Also known as a sourdough culture, a sourdough starter is a simple mixture of flour and water which acts as a natural leavening agent.
There are many species and strains of yeast and lactic acid bacteria found in sourdoughs. These set up the
environment inside a starter which selects for the particular microbial profile (out of many possible combinations) most suited to those conditions.
In traditional sourdoughs (those refreshed frequently to maintain leavening) Lactobacillus sanfranciscensis is perhaps the most common—not just in starters of the San Francisco sourdough bread process where it was first discovered, but in starters around the world.
Flour contains a variety of sugars that microorganisms can feed on. Most sourdough lactic acid bacteria will start fermenting glucose first, but Lb. sanfranciscensis is a notable exception in that it prefers maltose, the disaccharide of glucose. It uses half of the molecule and excretes the other, a glucose, back into its surroundings.
Maltose is the most abundant sugar in wheat doughs, but these yeasts lack the ability to break
it down for themselves. Other yeasts and bacteria that possess the ability to ferment maltose
generally prefer glucose, and will leave the maltose alone for as long as there is enough glucose
available.
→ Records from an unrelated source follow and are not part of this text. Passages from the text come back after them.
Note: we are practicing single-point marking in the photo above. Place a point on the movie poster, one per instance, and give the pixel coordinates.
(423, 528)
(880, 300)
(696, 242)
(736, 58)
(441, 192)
And so in providing glucose to other organisms, Lb. sanfranciscensis actually helps to
conserve maltose for itself—just one of the ways in which it gets along well with many sourdough
microorganisms, and perhaps one of the reasons it is found so often.
Developing and Perpetuating a Sourdough Culture
There are two distinct phases involved in sourdough: The first is developing the culture, a process
that generally takes 6 to 10 days; the second is perpetuating the culture, so that it can be successfully used in bread production for years. Developing a sourdough culture simply requires attracting yeasts and bacteria that will coexist, the wild yeasts providing leavening and the various strains of Lactobacillus providing flavor.
Wild yeasts live in abundance on seeds, grains, fruits, and vegetables. The skin of grapes and other
fruits contain wild yeast, as does the powdery film at the base of the outer leaves of cabbage. Flour also is
a favorable environment for wild yeast; in fact, there are tens of thousands of yeast cells in a single gram of
flour (a gram of commercial yeast, on the other hand, contains several billion yeast cells).
Once water is added to the flour, the life cycle of the incipient culture is begun. After 24 hours in
a warm room, the flour-water paste will show signs of having risen.